Плакаты были одинаковыми, за исключением фотографий и имен.
Разыскивается для казни.
Этот человек объявлен вне закона.
Если он попадется где-нибудь на американской территории
после 5 июля 1631 года,
убей его без разговоров.
Генрих выступал в качестве разъяснителя.
– У вас есть два дня, – прорычал он. – Советую двигаться побыстрей. Пешком, и ничего, кроме одежды на вас.
Бывший командир терции откашлялся.
– Это ясно, – скулил он. – Скажи только, как далеко это – эта американская территория простирается?
Генрих обратился к Майку за ответом. Майк ничего не сказал. Он просто весьма выразительно посмотрел на бывшего командира.
Через несколько месяцев бывший командир терции нашел себе другого работодателя. Царская Россия, подумал он, пожалуй, подойдет, по расстоянию.
Глава 29
Когда именно наступит праздник Четвертого Июля, зависит от того, кого вы спросите. Разногласия лежали в основном по религиозным различиям, но не совсем. Современный григорианский календарь был провозглашен декретом папской буллы в 1582 году и сразу же был принят в Испании, Португалии, Франции и Италии. В течение двух лет, большинство из католических государств Священной Римской империи последовали их примеру, вместе с теми частями средневековых Нидерландов (современного Бенилюкса), которые находились еще под контролем Испании. Швейцарцы начали процесс перехода на новый календарь в 1583 году, но не везде, новый календарь распространился на всю страну лишь в 1812 году, а венгры имели его уже в 1587 году.
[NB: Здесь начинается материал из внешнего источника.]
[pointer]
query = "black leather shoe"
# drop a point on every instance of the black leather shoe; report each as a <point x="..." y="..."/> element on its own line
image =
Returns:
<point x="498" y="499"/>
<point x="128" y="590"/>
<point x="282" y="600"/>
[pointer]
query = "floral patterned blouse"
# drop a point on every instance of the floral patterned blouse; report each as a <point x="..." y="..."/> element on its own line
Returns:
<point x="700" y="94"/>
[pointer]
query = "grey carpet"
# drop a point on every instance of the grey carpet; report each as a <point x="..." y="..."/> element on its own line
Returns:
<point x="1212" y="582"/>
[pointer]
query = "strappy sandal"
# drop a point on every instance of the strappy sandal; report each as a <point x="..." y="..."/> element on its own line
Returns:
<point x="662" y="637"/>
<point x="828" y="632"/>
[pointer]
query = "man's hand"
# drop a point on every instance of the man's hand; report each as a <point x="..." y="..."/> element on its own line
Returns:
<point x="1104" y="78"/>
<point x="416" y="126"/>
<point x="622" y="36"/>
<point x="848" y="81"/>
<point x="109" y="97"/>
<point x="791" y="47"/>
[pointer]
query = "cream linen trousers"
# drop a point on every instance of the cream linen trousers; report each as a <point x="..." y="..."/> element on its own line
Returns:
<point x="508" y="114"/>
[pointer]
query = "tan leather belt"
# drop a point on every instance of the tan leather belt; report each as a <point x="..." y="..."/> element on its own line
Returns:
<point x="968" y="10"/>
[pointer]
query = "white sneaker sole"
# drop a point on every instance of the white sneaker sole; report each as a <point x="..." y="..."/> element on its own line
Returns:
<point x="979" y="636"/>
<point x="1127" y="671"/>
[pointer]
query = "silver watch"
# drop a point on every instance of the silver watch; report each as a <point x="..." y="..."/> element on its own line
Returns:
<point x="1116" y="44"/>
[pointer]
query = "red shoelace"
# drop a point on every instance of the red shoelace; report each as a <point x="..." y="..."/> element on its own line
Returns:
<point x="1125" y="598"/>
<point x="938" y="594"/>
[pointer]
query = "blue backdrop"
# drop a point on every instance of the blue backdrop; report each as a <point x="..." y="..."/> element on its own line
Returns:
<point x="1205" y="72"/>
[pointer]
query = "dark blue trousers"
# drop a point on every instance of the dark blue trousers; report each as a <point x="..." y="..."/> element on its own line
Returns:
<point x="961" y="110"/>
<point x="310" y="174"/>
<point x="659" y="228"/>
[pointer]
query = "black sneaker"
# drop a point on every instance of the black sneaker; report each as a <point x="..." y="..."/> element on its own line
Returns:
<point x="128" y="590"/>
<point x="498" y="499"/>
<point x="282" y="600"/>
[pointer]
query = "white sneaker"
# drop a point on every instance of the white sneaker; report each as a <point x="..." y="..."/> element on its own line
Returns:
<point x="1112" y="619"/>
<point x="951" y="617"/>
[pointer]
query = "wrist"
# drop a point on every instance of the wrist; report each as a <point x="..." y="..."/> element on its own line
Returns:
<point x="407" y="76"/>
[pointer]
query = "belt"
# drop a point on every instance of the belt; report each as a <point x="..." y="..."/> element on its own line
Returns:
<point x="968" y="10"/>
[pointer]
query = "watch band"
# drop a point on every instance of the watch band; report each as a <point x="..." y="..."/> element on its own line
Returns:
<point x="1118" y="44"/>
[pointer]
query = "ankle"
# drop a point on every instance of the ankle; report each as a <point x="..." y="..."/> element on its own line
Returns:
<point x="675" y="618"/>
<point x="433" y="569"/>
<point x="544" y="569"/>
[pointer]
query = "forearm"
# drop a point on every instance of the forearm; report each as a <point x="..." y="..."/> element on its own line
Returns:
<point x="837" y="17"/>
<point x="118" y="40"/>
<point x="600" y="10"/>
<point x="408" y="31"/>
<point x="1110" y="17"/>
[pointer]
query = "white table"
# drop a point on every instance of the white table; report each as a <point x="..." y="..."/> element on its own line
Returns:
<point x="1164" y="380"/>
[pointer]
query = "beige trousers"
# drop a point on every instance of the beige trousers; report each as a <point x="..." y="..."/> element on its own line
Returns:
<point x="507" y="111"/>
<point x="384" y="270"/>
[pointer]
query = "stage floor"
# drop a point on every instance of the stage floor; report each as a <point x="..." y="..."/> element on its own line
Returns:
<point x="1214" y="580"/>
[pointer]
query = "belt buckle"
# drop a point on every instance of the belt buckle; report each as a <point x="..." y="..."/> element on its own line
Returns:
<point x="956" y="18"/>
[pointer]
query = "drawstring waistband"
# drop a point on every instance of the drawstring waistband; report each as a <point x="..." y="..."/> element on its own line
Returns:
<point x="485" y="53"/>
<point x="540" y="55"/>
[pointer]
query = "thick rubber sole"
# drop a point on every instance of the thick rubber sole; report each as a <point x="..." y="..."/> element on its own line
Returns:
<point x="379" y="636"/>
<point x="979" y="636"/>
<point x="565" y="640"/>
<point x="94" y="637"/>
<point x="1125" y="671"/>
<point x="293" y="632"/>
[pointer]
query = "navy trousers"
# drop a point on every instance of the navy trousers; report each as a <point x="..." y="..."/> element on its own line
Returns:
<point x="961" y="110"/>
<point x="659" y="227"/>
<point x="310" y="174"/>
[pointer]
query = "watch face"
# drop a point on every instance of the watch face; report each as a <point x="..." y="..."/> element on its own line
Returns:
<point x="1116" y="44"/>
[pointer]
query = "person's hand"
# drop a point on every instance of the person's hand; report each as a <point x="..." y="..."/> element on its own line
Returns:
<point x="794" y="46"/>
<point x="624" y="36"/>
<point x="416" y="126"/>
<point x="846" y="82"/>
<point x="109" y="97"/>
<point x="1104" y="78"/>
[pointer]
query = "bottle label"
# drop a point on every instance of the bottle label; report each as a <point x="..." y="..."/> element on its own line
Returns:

Затем… Ничего не менялось в течение столетия. Протестантские и православные страны уперлись и по-прежнему придерживались юлианского календаря.
Итак, какой же это был день? Ну, по мнению шотландских кавалеристов и протестантов из Баденбурга, которых пригласили на празднование, это, безусловно, не было четвертого июля. Глупости! Что с того. Грантвилль был американским городом, а американцы уж знают, когда четвертое июля. И кроме того, все любят парад!
По сравнению с официальными парадами здесь в подготовке царил сплошной бардак. Генри Дрисон отчаянно пытался придать хоть какой-то порядок шествию, но вместе с тем мэр был поражен как оцепененим, так и энтузиазмом участников. Оцепенение главным образом охватило слишком уж резко попавших в новый для себя мир бывших католических наемников. Энтузиазм же бурлил среди школьников, у которых имелось свое собственное мнение о правильном порядке вещей. Особенно у Джули Симс, которая возглавила весь этот кавардак с воодушевлением и восторгом.
Мэру города было далеко за шестьдесят. Он сдался.
Пусть чирлидеры идут первыми.
Когда они услышали эту новость, шотландцы были в восторге. Восторг поуменьшился и перерос в недовольство, когда они узнали об их собственном планируемом месте в параде.